Needless to say, it is very hard to find potential priests among French youth, commented Douglas Yates, assistant professor of political science at the American University of Paris and professor at the American Graduate School in Paris.
“As the priests in France get older, they are being replaced by Africans, particularly in rural areas, a phenomenon that draws not a little attention in the mass media,” he said, “If the trend continues, the Catholic church will become a minority religion. Already it is eye-to-eye with agnostic and atheists. Modern France is a secular society.”
Members of France’s own Catholic Church have admitted as such -- noting that the number of baptisms has plunged by almost 25 percent since 2000, while the number of Catholic wedding services has dropped by 40 percent over that period.
“The Catholics are dispersed throughout the country, more heavily in the rural areas than in the urban centers, but nevertheless geographically omnipresent,” said Yates.
“Demographically, the practicing Catholic population is gray haired, as anyone could see who walks into a French church. Many churches are so ill-attended that they are abandoned, or sold to the commune (often turned into private homes, restaurants or even cafes).”
Interestingly, despite its adherence to Catholicism, France has had a stormy relationship with the Vatican.
Odon Vallet, a French religion and Vatican scholar, explained to FRANCE 24, why there have been no French popes in over 600 years.
“This historical absence can be explained, notably, by the difficult relationship that Church and French kings had with the papacy,” he noted.
“And it’s important to remember that Napoleon put a pope in prison.”
Moreover, while the embrace of Catholic values appears to be slipping from the French consciousness, the rocky road for the legalization of same-sex marriage would suggest that some church teachings have deep roots.

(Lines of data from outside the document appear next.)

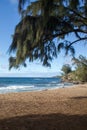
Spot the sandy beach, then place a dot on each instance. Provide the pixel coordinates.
(59, 109)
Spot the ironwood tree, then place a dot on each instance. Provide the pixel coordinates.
(43, 21)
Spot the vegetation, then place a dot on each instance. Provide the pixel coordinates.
(42, 22)
(66, 69)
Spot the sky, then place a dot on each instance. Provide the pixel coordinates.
(9, 17)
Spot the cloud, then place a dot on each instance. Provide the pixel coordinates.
(13, 1)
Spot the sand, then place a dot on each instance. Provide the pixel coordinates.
(59, 109)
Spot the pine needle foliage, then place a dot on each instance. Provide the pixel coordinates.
(42, 21)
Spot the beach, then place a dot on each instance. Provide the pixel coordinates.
(58, 109)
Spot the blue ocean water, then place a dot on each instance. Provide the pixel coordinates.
(8, 85)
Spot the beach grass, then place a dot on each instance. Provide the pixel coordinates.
(59, 109)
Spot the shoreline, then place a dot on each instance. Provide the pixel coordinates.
(59, 109)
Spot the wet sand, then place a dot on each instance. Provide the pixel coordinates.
(59, 109)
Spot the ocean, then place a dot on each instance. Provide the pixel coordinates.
(9, 85)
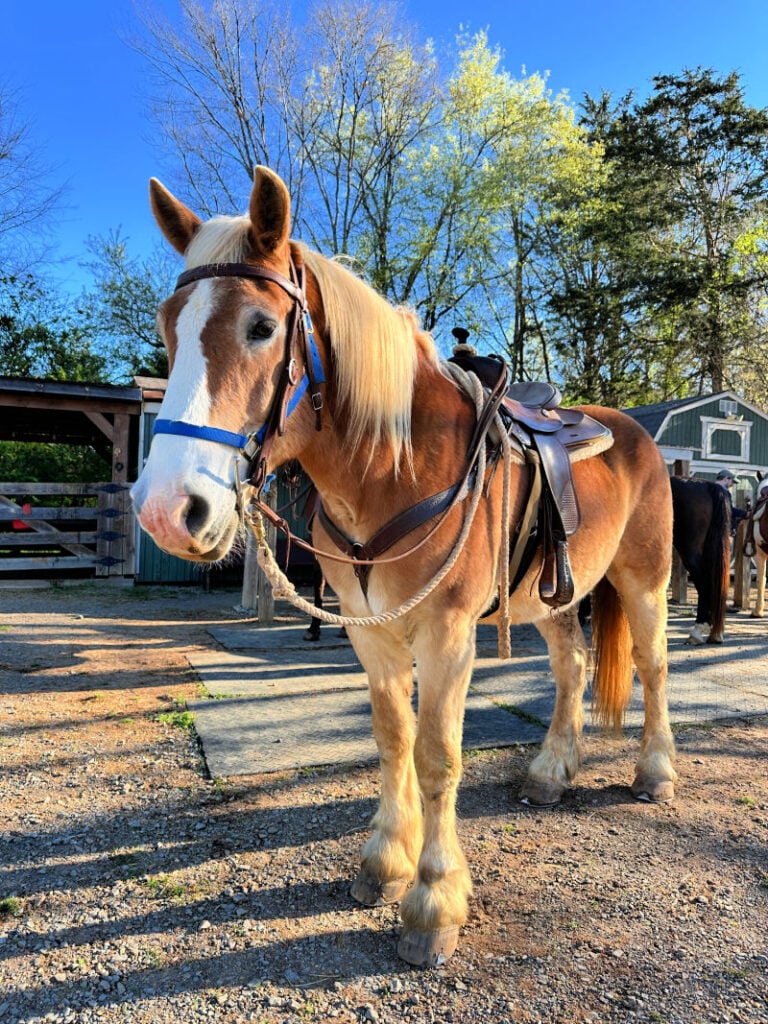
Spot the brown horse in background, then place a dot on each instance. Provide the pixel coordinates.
(391, 432)
(701, 537)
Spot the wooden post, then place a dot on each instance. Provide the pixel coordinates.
(741, 569)
(249, 599)
(679, 580)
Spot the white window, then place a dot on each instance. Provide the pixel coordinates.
(725, 439)
(728, 408)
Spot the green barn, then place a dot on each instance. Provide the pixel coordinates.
(709, 433)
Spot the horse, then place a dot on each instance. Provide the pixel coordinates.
(701, 530)
(278, 352)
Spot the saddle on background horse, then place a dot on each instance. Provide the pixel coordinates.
(760, 515)
(550, 438)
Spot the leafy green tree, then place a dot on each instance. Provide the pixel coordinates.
(40, 340)
(698, 155)
(122, 305)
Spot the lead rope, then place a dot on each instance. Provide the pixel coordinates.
(284, 589)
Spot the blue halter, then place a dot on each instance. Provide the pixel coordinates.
(281, 410)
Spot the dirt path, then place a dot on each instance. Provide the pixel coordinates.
(135, 889)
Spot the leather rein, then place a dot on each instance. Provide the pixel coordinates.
(291, 388)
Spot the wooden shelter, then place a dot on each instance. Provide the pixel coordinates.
(51, 527)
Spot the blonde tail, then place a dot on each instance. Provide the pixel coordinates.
(611, 644)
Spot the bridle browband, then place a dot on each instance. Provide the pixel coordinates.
(291, 388)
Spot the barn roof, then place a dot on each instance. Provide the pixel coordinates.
(651, 417)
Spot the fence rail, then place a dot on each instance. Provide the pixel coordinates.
(80, 526)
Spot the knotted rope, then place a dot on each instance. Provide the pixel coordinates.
(283, 588)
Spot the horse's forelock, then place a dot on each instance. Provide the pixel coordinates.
(376, 348)
(376, 345)
(222, 240)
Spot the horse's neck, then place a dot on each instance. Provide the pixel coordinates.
(361, 491)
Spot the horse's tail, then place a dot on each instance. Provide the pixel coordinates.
(611, 644)
(716, 554)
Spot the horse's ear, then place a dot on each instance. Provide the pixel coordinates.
(176, 222)
(270, 213)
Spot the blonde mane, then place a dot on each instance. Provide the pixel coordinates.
(376, 346)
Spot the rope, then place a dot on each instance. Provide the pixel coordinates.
(284, 589)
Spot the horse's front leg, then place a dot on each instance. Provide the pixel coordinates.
(761, 561)
(437, 904)
(388, 859)
(556, 764)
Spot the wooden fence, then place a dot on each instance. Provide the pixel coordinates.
(67, 527)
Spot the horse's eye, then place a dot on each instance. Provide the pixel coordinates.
(260, 329)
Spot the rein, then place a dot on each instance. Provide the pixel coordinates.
(291, 388)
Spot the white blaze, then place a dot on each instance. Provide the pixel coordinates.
(178, 465)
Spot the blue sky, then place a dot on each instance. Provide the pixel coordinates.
(84, 90)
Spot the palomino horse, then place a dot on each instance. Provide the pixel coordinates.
(391, 430)
(701, 537)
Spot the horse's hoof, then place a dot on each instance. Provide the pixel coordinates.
(659, 792)
(428, 948)
(373, 892)
(699, 633)
(540, 794)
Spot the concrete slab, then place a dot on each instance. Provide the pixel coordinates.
(254, 734)
(283, 702)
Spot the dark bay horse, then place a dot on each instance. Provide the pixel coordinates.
(363, 400)
(701, 537)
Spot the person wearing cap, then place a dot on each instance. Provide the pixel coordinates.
(725, 478)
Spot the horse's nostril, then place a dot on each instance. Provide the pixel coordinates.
(198, 512)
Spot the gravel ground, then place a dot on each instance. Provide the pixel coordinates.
(134, 888)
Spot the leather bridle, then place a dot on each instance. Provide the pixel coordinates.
(291, 387)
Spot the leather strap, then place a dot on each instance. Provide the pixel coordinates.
(248, 270)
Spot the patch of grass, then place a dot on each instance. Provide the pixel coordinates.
(120, 857)
(10, 906)
(178, 719)
(163, 887)
(525, 716)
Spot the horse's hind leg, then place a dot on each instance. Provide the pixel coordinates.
(388, 859)
(556, 764)
(437, 904)
(655, 776)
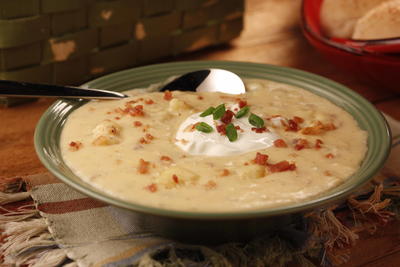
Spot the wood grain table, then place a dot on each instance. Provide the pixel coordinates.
(271, 35)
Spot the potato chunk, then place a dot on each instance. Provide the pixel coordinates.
(106, 133)
(177, 105)
(174, 176)
(252, 171)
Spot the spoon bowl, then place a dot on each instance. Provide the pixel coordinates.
(207, 80)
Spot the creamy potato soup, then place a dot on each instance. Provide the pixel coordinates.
(273, 146)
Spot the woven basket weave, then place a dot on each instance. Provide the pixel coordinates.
(72, 41)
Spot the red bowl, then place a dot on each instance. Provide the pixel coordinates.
(375, 61)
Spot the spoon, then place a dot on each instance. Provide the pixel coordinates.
(209, 80)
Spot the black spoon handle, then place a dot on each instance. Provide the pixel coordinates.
(23, 89)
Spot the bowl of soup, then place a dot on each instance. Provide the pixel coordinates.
(192, 165)
(359, 37)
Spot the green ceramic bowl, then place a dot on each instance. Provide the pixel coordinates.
(227, 225)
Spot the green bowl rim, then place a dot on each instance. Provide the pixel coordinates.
(297, 207)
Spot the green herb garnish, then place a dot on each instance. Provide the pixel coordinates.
(242, 112)
(231, 132)
(204, 127)
(219, 112)
(207, 112)
(256, 121)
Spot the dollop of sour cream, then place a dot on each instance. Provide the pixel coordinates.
(196, 142)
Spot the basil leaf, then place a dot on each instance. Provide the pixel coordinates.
(219, 112)
(204, 127)
(256, 121)
(207, 112)
(242, 112)
(231, 132)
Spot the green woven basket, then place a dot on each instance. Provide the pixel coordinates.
(73, 41)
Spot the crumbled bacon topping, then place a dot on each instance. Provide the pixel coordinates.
(136, 111)
(137, 123)
(318, 128)
(280, 143)
(298, 120)
(210, 184)
(300, 144)
(165, 158)
(260, 130)
(242, 103)
(282, 166)
(175, 178)
(225, 172)
(292, 126)
(75, 145)
(221, 128)
(318, 143)
(149, 136)
(167, 95)
(227, 117)
(143, 166)
(329, 156)
(260, 159)
(144, 141)
(151, 187)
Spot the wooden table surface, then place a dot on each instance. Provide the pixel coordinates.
(271, 35)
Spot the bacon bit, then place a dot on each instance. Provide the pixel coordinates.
(292, 126)
(166, 158)
(300, 144)
(282, 166)
(149, 136)
(237, 127)
(260, 159)
(132, 102)
(143, 167)
(221, 129)
(318, 128)
(224, 172)
(280, 143)
(143, 141)
(167, 95)
(329, 156)
(242, 103)
(329, 126)
(298, 120)
(136, 111)
(137, 123)
(210, 185)
(318, 143)
(183, 141)
(74, 146)
(175, 179)
(118, 110)
(152, 188)
(227, 117)
(260, 130)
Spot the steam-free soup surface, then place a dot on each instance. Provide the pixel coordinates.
(130, 148)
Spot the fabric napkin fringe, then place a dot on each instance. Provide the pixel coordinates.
(329, 233)
(26, 238)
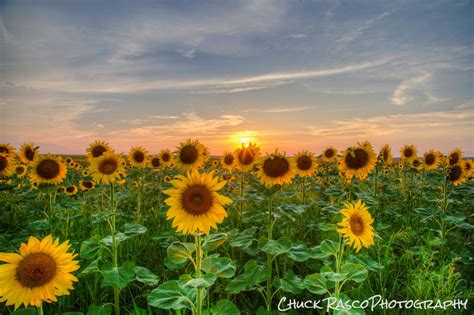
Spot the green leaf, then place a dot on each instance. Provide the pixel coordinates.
(169, 295)
(290, 283)
(237, 284)
(275, 248)
(213, 241)
(179, 252)
(118, 277)
(224, 307)
(315, 283)
(133, 229)
(99, 310)
(329, 247)
(144, 275)
(90, 248)
(222, 267)
(355, 272)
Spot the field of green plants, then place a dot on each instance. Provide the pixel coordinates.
(244, 233)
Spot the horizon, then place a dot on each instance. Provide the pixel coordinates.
(288, 75)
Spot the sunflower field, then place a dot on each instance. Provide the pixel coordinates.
(184, 232)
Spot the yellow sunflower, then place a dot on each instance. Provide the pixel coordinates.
(6, 165)
(97, 149)
(431, 160)
(86, 185)
(408, 153)
(468, 167)
(107, 168)
(42, 271)
(7, 149)
(195, 204)
(71, 190)
(357, 225)
(228, 160)
(138, 157)
(330, 154)
(385, 155)
(166, 157)
(276, 169)
(246, 156)
(357, 161)
(455, 157)
(28, 152)
(305, 163)
(456, 174)
(48, 169)
(190, 155)
(20, 170)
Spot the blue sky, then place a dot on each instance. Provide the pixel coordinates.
(289, 74)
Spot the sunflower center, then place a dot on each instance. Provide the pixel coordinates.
(166, 157)
(358, 159)
(3, 163)
(304, 162)
(357, 224)
(197, 200)
(228, 159)
(430, 159)
(188, 154)
(453, 158)
(408, 152)
(48, 169)
(98, 151)
(138, 156)
(329, 153)
(35, 270)
(246, 157)
(455, 173)
(155, 162)
(108, 166)
(276, 167)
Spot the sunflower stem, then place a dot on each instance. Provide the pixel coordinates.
(197, 239)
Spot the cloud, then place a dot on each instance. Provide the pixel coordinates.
(401, 124)
(401, 94)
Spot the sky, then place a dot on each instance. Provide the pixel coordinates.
(293, 75)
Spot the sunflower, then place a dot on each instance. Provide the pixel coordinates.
(455, 157)
(357, 225)
(42, 271)
(276, 169)
(48, 169)
(385, 155)
(456, 174)
(431, 160)
(408, 153)
(166, 157)
(191, 155)
(28, 152)
(20, 170)
(7, 149)
(107, 168)
(6, 165)
(195, 204)
(155, 161)
(305, 163)
(357, 161)
(468, 167)
(71, 190)
(330, 154)
(246, 156)
(97, 148)
(86, 185)
(138, 156)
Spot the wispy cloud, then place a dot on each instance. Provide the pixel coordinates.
(401, 94)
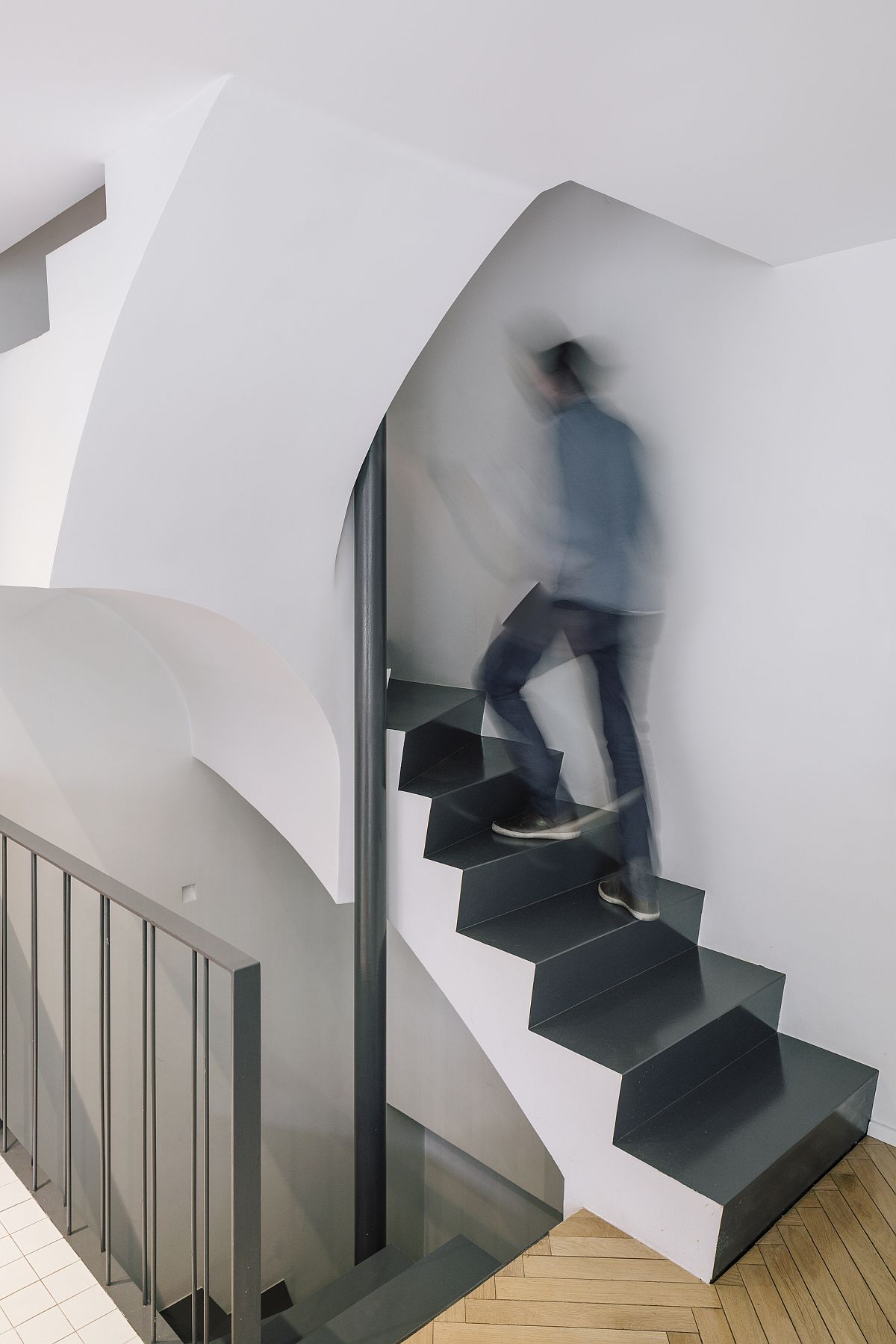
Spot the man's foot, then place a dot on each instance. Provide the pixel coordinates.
(638, 898)
(535, 826)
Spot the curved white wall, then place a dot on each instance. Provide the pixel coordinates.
(47, 385)
(294, 274)
(766, 400)
(252, 721)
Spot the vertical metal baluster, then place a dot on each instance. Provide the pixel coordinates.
(108, 1054)
(66, 1046)
(146, 1098)
(34, 1021)
(3, 1002)
(153, 1150)
(193, 1204)
(206, 1157)
(102, 1074)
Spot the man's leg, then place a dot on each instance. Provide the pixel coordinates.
(601, 636)
(504, 671)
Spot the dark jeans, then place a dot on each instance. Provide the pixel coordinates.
(509, 663)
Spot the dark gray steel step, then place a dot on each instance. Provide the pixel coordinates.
(501, 876)
(672, 1027)
(469, 790)
(435, 721)
(581, 945)
(756, 1135)
(411, 1300)
(337, 1297)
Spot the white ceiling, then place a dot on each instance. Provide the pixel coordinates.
(763, 124)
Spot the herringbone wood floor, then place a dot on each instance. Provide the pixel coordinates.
(824, 1275)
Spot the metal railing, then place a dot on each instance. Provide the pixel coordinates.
(245, 1081)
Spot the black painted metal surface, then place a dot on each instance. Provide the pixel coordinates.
(370, 852)
(711, 1093)
(337, 1297)
(408, 1303)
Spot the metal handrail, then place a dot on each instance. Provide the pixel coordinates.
(245, 1024)
(206, 944)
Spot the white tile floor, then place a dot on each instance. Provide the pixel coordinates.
(47, 1296)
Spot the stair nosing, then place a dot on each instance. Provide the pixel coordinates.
(685, 952)
(618, 1139)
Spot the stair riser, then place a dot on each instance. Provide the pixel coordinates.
(662, 1081)
(467, 811)
(603, 962)
(532, 871)
(786, 1180)
(440, 738)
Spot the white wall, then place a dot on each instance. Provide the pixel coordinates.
(763, 397)
(97, 758)
(294, 274)
(25, 308)
(46, 386)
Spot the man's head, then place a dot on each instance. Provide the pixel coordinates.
(561, 374)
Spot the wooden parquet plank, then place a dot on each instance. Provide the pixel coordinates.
(829, 1300)
(795, 1296)
(884, 1160)
(588, 1266)
(602, 1246)
(879, 1190)
(714, 1327)
(856, 1292)
(856, 1241)
(581, 1316)
(512, 1270)
(541, 1335)
(629, 1292)
(742, 1316)
(824, 1275)
(453, 1315)
(869, 1216)
(768, 1304)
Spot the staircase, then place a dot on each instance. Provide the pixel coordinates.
(385, 1298)
(652, 1068)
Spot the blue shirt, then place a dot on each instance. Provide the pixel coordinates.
(605, 512)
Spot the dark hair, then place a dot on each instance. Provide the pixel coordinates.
(570, 365)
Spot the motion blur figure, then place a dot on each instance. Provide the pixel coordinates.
(602, 582)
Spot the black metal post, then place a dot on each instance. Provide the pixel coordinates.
(370, 852)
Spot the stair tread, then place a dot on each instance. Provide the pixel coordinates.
(410, 704)
(644, 1016)
(487, 847)
(413, 1298)
(729, 1132)
(566, 921)
(487, 758)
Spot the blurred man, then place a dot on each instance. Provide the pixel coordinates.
(601, 582)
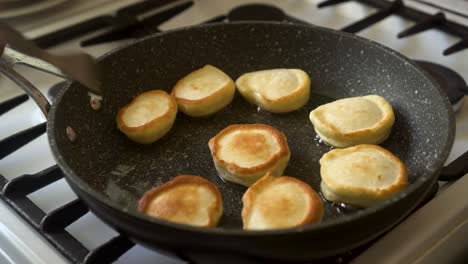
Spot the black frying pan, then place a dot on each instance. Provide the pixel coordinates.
(110, 172)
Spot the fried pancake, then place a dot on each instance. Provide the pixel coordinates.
(204, 91)
(363, 175)
(244, 153)
(276, 90)
(280, 202)
(352, 121)
(148, 117)
(186, 199)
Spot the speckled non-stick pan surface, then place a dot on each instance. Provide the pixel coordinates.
(115, 171)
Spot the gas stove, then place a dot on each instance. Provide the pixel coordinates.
(43, 222)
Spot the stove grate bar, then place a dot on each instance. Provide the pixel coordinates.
(12, 103)
(431, 22)
(18, 140)
(447, 26)
(374, 18)
(63, 216)
(330, 3)
(63, 241)
(29, 183)
(220, 18)
(461, 45)
(109, 251)
(130, 27)
(96, 23)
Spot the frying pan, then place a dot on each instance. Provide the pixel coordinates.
(110, 173)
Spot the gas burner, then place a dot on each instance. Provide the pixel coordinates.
(261, 12)
(450, 81)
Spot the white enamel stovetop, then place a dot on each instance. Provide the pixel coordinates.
(436, 232)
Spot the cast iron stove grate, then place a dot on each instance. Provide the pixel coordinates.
(128, 23)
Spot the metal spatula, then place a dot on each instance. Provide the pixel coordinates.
(16, 49)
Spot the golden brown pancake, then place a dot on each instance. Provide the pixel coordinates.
(204, 91)
(244, 153)
(363, 175)
(280, 202)
(352, 121)
(148, 117)
(186, 199)
(276, 90)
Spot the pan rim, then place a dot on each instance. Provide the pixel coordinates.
(424, 178)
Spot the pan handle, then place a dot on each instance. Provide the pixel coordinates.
(456, 169)
(28, 87)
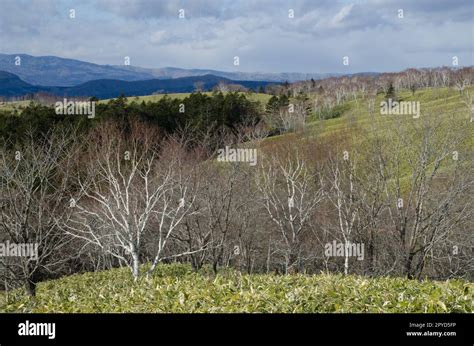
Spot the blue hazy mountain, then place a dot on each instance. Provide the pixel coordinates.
(12, 85)
(56, 71)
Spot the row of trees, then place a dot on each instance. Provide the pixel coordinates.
(127, 193)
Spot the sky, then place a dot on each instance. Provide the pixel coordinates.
(309, 36)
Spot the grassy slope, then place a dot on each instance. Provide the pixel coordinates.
(19, 105)
(175, 288)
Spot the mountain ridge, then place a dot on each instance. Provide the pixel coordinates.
(12, 85)
(65, 72)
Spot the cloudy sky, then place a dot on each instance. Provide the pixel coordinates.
(262, 33)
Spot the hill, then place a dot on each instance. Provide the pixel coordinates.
(12, 85)
(176, 288)
(57, 71)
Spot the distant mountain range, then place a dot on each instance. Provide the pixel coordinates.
(56, 71)
(11, 85)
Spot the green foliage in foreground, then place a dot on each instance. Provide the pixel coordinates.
(175, 288)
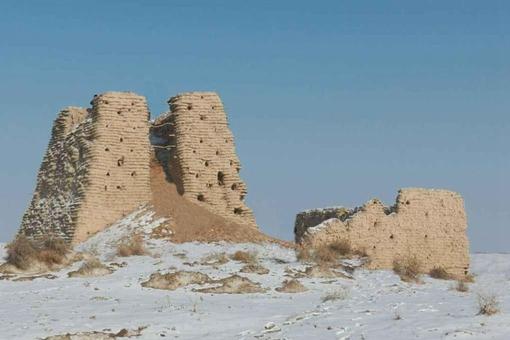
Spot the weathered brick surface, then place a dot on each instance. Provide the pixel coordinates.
(427, 223)
(200, 155)
(97, 165)
(96, 168)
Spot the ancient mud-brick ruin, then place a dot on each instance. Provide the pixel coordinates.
(99, 165)
(201, 155)
(428, 224)
(96, 168)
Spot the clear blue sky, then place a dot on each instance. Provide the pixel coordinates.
(331, 102)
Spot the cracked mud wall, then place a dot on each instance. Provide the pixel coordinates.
(197, 149)
(96, 168)
(427, 223)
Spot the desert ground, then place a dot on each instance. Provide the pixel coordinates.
(340, 304)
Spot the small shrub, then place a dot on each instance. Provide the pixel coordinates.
(461, 286)
(488, 304)
(470, 278)
(215, 259)
(56, 245)
(408, 268)
(132, 246)
(21, 252)
(439, 273)
(303, 254)
(91, 267)
(340, 294)
(244, 256)
(324, 254)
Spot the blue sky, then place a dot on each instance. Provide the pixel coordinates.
(331, 102)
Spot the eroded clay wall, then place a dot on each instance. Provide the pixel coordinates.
(428, 224)
(62, 177)
(200, 154)
(119, 176)
(95, 171)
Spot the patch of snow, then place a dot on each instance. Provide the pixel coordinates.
(375, 305)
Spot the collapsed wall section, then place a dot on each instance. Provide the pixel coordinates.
(62, 177)
(198, 151)
(95, 171)
(428, 224)
(119, 175)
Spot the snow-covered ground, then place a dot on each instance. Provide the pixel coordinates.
(374, 305)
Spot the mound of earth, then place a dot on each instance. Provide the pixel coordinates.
(191, 222)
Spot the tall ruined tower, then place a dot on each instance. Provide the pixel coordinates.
(202, 160)
(95, 170)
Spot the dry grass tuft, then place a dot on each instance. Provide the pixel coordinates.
(291, 286)
(408, 268)
(488, 304)
(469, 278)
(92, 267)
(214, 259)
(440, 273)
(303, 254)
(132, 246)
(340, 294)
(341, 247)
(234, 284)
(23, 253)
(172, 281)
(461, 286)
(254, 268)
(244, 256)
(326, 254)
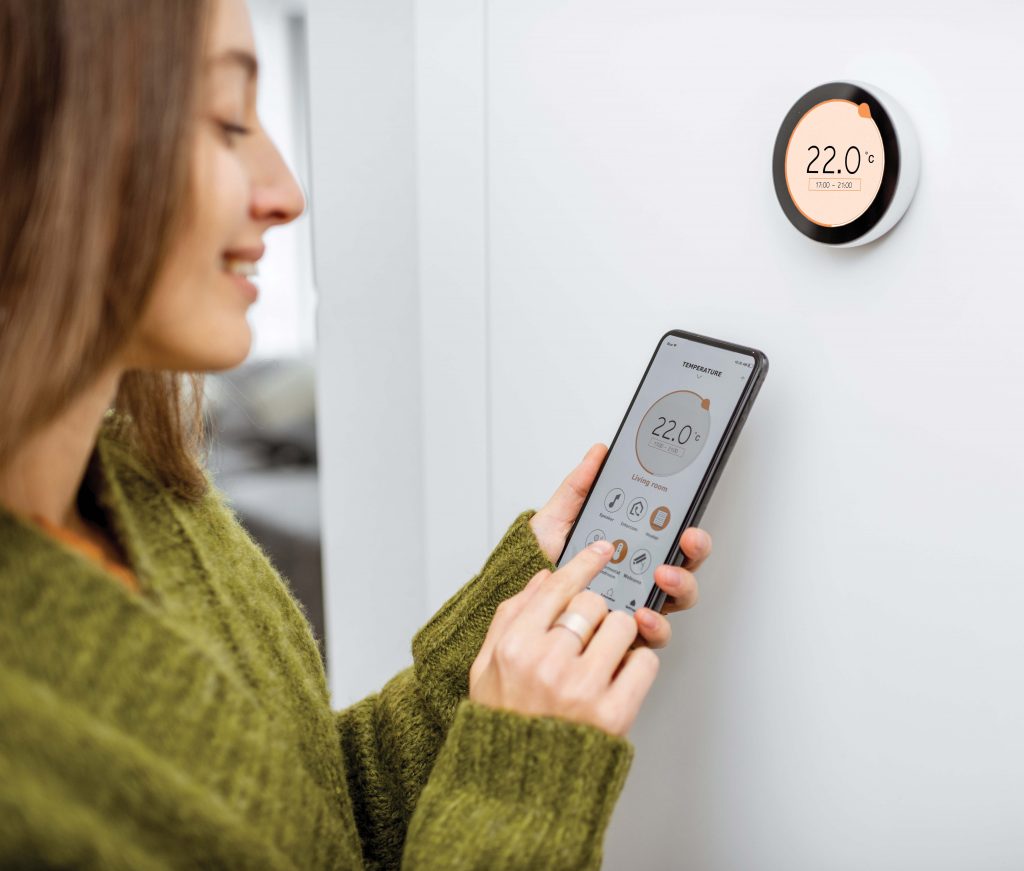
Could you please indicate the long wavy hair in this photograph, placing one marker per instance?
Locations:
(97, 101)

A bill approving gay marriage (and the right of gay couples to adopt) was passed in the lower house of parliament last month – but it was hardly unanimous. The measure passed in the National Assembly by a vote of 329 in favor to 229 against, while 10 deputies abstained.
The bill remains subject to approval by the senate before it becomes law.
Already, Paris has witnessed huge protests against the bill from social conservatives and church figures.
Last year, Cardinal Andre Vingt-Trois, the archbishop of Paris, warned a group of French bishops in Lourdes that same-sex marriage "would be a transformation of marriage that would affect everyone" and amounted to a form of “deceit.”
Indeed, Yates notes that Catholicism should not be discounted as a force in French society.
“The Cathedral remains a pillar of the identity of most French cities, and the parish church the symbolic center of small town France,” he said.
“One of the most visible showings of French Catholics were the public protests against gay marriage that filled the streets of Paris this winter. If those crowds are any indication, French Catholics have a voice equal to other social forces.”
Yates also points out that the French media that has not only given an extensive amount of space and time to covering the papal conclave, but it has been extremely careful not to offend its French audiences.
“One could say that while the French are no longer a practicing country, they remain nominally Catholic, and retain something of this in their national identity,” he noted.